The quality of anivut, as it has been defined by the Netziv, is thus one of the loveliest characteristics to which we can aspire. One need not nourish feelings of inferiority in order to be an anav. Indeed, the greater one is and knows one’s self to be, the greater his capacity for anivut, for meekness. It is the person who pouts arrogantly and reacts sharply and pointedly when his ego is touched who usually reveals thereby feelings of inferiority and worthlessness, of deep shiflut. The individual who feels secure and who recognizes his achievements as real can afford to be meek, to be an anav.
For it is this combination of qualities – inner greatness and outer meekness – that we learn from none other than God Himself. The Talmud (Megilla 31a) put it this way: “Wherever your find mentioned the gedula, the greatness, of God, there also you will find mentioned His anivut.” Thus, for instance, where we are told that God is mighty and awesome, immortal and transcendent, there too we learn that God is close to the widow and the orphan, the stranger and the sick, all those in distress, those overlooked, ignored and alienated from the society of the complacent. God’s anivut certainly does not mean His humility or self-deprecation! It does mean His softness, gentleness, kindliness – His meekness.
Here, then, is a teaching of Judaism which we can ill afford to do without. When we deal with husband or wife, with neighbor or friend, with children or students, with subordinates or employees – we must remember that the harsh word reveals our lack of security, and the impatient rejoinder shows up our lack of self-appreciation and self-respect. It is only when we will have achieved real gedula, true inner worth and greatness, that we shall learn that remarkable, sterling quality of anivut.
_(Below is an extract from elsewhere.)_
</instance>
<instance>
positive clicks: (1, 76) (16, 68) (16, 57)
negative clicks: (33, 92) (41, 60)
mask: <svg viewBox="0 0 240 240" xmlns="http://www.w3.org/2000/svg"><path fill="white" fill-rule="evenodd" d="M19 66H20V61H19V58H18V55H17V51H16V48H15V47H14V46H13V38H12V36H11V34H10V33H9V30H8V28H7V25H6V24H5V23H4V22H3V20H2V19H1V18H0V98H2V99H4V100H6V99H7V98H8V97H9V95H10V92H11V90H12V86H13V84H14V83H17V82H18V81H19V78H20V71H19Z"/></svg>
Let us leave the synagogue this morning aware of that mutual, reciprocal relationship between greatness and meekness. If we have gedula let us proceed to prove it by developing anivut. And if we doubt whether we really possess gedula then let us begin to acquire it by emulating the greatest of all mortals, Moses, and the immortal Almighty Himself, and practice anivut in all our human relations. If this anivut does not succeed at once in making us truly great, it at least will offer us the dividends of a better character, a happier life, more relaxed social relations, and the first step on the ladder of Jewish nobility of character.